Sunday 1 March 2015

Prose500 2015 FeaturedWriter Sufia Khatoon

The House at 99 Woodburn Park

I grew up in the dingy lanes of Kolkata’s woodstreet when India was gathering her torn pieces together. Dr Rafi’s house at 99, Woodburn Park, was known to have witnessed the turmoil’s of war and bloodshed. It had sheltered stories of love and hate for so long that often my scarred heart found recluse in them. Every house is believed to have a soul; I always felt that after Rafi uncle’s death, his soul might have shadowed the now broken dilapidated building looking for lost traces of his memories.

Rafi uncle loved this solitary recluse; he loved his books and life at large. It was during one such encounter that I had managed to sneak in his massive library tempting me with the rarest of stories hidden in its vast treasures. I was caught later but uncle’s imaginations, love for books and my innocent quest had made me his best friend. 

I often look at it in the creepy silent night, standing and just observing her massive structure. I was about nine or ten years old when the riots had uprooted our historical brotherhood. Victims of this confusion often were found loitering or healing their socked senses in this house. He would generously treat them, though it was tough times, he always stood for what was right, admired by all as a man of principles.

He loved to read and weave poetry. He often exclaimed that the world of imagination was far better than the real world, bloodshed and battles were episodic in stories, and it never left deep scars behind unlike reality. 
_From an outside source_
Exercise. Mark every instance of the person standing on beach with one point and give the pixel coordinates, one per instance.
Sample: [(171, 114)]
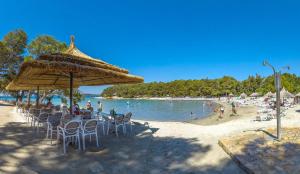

His most prized possessions, The Jungle Book, Panchatantra, Peter Pan, an entire collection of imaginations which had left me breathless, was a gift from him. When I look back I see his peaceful nature and his books that had actually saved me from my accumulated bitterness towards life after losing my family to war cry. The curious soul of a child was lost somewhere. I remember in the dim light in the balcony hiding behind the pillars I was awake the whole night reading and devouring the tales as the ear deafening noises of death consumed our world.
“In broken rusted walls grew haunted stories of love and the mystical tree branches hide them from pain.”

I write when I feel the need to visit my past and dig out stories to make people believe in miracles again. House at 99, Woodburn Park, running parallel to my life remains fresh in my memory, its depths surfaces now and then to breathe in and live again through me. I realised that imagination if survives bloodshed and turbulence, can preserve innocence and imagination, our greatest weapon to destroy man made walls.

The misty night consumes the sparkling stars and the house at 99, Woodburn Park, across my window hypnotises me to write its deepest secrets while I hide behind her shelter once again to weave tales of imaginations.